Um die ganzen neu entstehenden Professorenstellen an den zwei chinesischen Standorten besetzen zu können, hoffen die deutschen Hochschulrektoren auf die Bewerbungen ihrer emeritierten Kollegen und von jungen aufstrebenden Lehrbeauftragten, denen dann der Titel eines Honorarprofessors winken könnte. Nach China gehen können aber auch aktive Professoren, die aber maximal für ein Jahr. Die Vergütung des Lehrkörpers soll die chinesische Seite nach der Anlaufphase ganz übernehmen.

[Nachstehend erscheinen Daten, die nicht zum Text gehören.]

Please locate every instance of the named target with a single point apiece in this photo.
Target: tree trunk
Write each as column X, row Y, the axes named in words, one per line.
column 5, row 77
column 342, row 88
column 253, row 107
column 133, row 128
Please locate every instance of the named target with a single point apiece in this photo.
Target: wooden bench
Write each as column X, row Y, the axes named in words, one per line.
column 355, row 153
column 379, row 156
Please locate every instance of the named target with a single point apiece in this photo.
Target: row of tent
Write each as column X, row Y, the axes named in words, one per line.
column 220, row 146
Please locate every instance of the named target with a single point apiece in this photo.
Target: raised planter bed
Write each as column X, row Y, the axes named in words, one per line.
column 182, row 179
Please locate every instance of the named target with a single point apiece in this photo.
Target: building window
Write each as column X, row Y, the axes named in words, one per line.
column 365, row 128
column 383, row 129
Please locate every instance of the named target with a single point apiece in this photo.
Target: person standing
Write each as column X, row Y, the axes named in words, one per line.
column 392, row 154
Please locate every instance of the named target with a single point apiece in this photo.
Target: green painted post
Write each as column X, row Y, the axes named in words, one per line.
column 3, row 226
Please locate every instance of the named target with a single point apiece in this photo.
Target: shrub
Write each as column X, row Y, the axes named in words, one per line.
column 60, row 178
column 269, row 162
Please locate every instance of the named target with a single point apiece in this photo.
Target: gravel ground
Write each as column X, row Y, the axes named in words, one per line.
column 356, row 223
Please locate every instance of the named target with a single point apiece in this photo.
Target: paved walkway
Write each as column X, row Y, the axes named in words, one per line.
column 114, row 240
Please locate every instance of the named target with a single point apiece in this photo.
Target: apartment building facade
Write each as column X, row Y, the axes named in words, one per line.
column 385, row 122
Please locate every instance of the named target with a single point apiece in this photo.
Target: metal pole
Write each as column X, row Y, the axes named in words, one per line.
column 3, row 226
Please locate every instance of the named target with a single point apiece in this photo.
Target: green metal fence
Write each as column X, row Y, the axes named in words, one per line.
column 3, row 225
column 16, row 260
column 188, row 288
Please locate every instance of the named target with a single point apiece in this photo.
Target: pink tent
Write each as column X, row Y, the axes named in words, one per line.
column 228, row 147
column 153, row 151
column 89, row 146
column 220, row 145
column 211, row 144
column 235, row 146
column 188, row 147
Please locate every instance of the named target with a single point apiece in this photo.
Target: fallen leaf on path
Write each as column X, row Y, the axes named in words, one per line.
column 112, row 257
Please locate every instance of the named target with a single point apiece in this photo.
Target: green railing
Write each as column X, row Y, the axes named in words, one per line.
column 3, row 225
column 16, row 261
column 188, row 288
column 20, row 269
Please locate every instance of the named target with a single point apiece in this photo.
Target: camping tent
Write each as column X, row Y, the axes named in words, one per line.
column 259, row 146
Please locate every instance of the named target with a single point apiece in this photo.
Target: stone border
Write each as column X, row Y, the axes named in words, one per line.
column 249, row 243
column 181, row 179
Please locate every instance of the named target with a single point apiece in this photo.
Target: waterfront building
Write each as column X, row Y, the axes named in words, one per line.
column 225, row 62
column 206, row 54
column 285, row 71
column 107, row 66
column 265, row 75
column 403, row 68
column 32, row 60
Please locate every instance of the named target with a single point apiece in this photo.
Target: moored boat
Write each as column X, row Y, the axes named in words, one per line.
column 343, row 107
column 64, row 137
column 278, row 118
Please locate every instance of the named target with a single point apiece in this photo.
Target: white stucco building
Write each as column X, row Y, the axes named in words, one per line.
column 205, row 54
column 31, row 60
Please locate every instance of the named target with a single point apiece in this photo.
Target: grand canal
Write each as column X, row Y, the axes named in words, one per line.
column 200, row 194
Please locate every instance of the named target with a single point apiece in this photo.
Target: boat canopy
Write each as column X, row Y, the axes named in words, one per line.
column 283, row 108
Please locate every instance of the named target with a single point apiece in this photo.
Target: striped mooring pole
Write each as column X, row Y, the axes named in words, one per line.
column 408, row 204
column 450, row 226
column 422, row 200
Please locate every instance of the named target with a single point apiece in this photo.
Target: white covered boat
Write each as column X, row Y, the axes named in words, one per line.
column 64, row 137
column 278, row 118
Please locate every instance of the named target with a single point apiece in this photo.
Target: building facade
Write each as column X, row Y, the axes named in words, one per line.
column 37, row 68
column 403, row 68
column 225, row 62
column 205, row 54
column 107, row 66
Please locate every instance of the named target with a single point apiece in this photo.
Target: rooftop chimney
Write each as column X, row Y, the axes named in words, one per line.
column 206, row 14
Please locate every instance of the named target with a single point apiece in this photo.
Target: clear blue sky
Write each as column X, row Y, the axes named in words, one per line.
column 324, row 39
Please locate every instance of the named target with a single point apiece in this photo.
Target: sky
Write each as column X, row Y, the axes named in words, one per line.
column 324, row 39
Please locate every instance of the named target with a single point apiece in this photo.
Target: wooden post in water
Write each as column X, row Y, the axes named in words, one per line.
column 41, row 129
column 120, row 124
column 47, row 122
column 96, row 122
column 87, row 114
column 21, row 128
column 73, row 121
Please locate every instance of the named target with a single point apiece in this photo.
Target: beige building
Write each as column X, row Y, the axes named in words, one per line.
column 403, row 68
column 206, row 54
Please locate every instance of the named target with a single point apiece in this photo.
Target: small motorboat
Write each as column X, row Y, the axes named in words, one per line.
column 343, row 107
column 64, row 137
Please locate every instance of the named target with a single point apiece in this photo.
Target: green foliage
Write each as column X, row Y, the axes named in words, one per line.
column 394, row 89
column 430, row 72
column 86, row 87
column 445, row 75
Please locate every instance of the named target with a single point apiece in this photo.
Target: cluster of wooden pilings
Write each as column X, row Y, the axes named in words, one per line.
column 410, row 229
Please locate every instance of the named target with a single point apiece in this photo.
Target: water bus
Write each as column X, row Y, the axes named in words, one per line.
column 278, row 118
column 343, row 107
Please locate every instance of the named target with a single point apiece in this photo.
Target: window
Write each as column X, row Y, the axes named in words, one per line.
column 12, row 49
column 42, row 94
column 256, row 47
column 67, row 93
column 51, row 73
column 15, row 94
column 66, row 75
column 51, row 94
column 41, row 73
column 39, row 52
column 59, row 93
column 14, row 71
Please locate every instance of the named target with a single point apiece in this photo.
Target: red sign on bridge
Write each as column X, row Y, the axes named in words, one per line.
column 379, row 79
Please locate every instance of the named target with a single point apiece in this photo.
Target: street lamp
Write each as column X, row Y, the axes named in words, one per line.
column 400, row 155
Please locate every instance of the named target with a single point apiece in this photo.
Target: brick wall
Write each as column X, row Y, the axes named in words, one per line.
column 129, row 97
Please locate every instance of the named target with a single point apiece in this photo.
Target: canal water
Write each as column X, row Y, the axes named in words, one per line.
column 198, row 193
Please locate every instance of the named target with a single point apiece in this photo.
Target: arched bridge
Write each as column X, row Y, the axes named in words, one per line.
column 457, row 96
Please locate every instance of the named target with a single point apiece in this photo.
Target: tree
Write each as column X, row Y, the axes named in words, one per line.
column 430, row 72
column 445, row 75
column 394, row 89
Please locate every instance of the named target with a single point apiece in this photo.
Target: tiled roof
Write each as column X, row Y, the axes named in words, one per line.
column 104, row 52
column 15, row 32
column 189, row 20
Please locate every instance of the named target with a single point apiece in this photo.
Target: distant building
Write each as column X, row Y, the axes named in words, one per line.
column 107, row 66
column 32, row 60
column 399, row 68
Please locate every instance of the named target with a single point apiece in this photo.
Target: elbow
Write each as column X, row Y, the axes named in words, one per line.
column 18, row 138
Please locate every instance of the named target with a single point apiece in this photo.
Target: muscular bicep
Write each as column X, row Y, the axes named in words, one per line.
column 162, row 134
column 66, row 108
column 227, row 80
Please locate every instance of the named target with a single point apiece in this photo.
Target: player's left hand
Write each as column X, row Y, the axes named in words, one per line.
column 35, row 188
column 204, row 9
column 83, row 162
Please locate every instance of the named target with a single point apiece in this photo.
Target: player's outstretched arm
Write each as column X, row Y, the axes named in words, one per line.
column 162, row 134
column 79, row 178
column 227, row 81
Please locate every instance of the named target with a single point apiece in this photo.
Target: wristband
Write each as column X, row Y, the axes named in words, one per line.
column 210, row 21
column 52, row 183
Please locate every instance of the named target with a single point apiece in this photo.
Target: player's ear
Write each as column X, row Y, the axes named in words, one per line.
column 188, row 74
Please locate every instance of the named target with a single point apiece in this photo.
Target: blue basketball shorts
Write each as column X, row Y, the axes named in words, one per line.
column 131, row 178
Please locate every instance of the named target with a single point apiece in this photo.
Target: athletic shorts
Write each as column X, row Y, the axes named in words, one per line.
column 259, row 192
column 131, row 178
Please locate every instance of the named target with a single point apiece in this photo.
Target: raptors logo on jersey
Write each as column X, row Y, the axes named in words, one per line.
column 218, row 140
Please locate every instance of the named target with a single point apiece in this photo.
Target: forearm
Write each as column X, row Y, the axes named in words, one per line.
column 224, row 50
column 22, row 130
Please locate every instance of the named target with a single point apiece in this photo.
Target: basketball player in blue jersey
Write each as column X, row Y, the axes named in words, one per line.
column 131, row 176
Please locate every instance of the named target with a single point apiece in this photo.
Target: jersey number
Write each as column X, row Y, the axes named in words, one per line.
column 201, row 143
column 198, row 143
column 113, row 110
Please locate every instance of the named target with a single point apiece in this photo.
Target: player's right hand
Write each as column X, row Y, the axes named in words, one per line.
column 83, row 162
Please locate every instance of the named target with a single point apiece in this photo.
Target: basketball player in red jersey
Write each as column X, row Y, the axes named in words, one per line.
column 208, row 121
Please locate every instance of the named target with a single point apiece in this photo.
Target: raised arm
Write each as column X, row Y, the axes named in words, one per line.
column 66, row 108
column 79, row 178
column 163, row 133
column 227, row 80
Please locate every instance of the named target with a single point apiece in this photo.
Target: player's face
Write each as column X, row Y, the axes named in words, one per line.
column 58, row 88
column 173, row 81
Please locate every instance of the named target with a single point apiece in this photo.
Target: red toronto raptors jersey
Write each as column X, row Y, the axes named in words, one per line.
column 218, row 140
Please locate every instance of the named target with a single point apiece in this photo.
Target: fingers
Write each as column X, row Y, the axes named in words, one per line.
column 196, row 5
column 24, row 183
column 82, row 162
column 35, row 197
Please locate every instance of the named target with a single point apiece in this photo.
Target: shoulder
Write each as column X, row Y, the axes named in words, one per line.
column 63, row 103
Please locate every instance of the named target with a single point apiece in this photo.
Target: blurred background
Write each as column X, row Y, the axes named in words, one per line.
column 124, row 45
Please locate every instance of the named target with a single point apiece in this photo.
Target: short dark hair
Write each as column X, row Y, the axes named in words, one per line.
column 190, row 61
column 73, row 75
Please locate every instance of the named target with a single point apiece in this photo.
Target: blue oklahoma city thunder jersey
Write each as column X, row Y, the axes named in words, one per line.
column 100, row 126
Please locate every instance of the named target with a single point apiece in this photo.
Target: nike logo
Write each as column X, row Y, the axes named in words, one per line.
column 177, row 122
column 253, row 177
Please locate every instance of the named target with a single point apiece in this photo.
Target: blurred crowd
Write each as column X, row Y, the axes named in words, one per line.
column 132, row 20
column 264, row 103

Kontakte nach China sind nicht neu: Die Franz-Liszt-Hochschule Weimar beispielsweise unterhält ein Büro in Peking, von dem aus Talente für ein Studium in Thüringen gewonnen werden sollen, die Münchner Musikhochschule kooperiert mit dem Konservatorium in Shanghai, ebenso die Hochschule in Hamburg, wo kürzlich die ersten chinesischen Studierenden den deutsch-chinesischen Master-Studiengang antreten haben. Die UdK wiederum bietet seit Sommer 2006 an der „China Academy of Art“ in Hangzhou einen weiterbildenden Master-Studiengang für Bildende Kunst und Gestaltung an. Doch eine eigene „Deutsche Universität für Musik und Darstellende Kunst“ in China wäre ein Schritt von historischer Dimension.